Der CISO? Ohne Einfluss. Ohne Budget. Ohne Team.

Jetzt sind die wenigen Mitarbeitenden krank und niemand kümmert sich.
Die Führungsetage? Schaut weg.

Jahrelange Überlastung, null Anerkennung, keine Entwicklungsmöglichkeiten und ein Management, das sich in falscher Sicherheit wiegt. Das Risiko ist längst nicht mehr hypothetisch. Wenn der letzte Mensch im Security-Team überfordert ist und ausfällt, bleibt alles liegen. Und die Angreifer warten nicht.

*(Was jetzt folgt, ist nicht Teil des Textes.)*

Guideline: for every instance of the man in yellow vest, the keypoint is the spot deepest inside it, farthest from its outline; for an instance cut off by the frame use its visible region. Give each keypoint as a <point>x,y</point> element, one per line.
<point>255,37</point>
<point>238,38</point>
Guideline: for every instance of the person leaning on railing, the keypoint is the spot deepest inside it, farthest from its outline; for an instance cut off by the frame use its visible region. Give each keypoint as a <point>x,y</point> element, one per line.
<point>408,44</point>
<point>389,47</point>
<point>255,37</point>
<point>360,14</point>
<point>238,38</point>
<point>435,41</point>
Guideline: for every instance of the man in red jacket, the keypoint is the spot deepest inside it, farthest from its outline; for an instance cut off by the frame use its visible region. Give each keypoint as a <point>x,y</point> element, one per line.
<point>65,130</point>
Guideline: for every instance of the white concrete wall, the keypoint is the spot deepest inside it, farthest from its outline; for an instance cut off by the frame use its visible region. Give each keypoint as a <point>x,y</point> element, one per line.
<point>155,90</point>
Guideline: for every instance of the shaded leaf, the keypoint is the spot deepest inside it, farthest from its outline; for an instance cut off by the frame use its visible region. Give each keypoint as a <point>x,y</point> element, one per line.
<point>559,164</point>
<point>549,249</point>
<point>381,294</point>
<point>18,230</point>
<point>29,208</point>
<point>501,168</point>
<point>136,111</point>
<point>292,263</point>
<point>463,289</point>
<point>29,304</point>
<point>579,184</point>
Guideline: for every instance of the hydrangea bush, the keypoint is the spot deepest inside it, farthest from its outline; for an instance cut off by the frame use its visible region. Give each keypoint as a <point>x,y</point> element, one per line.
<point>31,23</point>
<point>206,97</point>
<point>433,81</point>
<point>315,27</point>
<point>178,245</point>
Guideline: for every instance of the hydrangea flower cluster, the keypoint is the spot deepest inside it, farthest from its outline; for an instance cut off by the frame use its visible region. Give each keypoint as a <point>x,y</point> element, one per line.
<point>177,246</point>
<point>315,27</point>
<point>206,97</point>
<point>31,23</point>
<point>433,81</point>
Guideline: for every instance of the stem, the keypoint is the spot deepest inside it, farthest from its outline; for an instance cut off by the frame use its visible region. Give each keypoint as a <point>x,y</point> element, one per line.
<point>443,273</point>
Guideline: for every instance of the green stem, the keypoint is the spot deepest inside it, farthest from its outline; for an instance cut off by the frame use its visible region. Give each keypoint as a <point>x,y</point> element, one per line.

Burnout ist inzwischen selbst zur Sicherheitslücke geworden:

  • CISOs arbeiten im Schnitt elf Überstunden pro Woche
  • 60 % berichten von akutem Burnout
  • Viele verlassen die Rolle nach wenigen Jahren. Ausgebrannt, entmutigt, allein gelassen.

Wofür gibt es die Rolle des CISOs, wenn sie keine echte Rückendeckung bekommt? Wann übernehmen Vorstände Verantwortung, statt Ausreden zu pflegen?

Der vielzitierte Cyber Security Skills Gap? Meines Erachtens hausgemacht.

Durch Entscheider, die falsch priorisieren, Risiken kleinreden oder ignorieren und damit genau jene Fachkräfte verlieren, die sie verzweifelt suchen.

Cyber-Sicherheit scheitert nicht an Talenten, sie scheitert an Führung.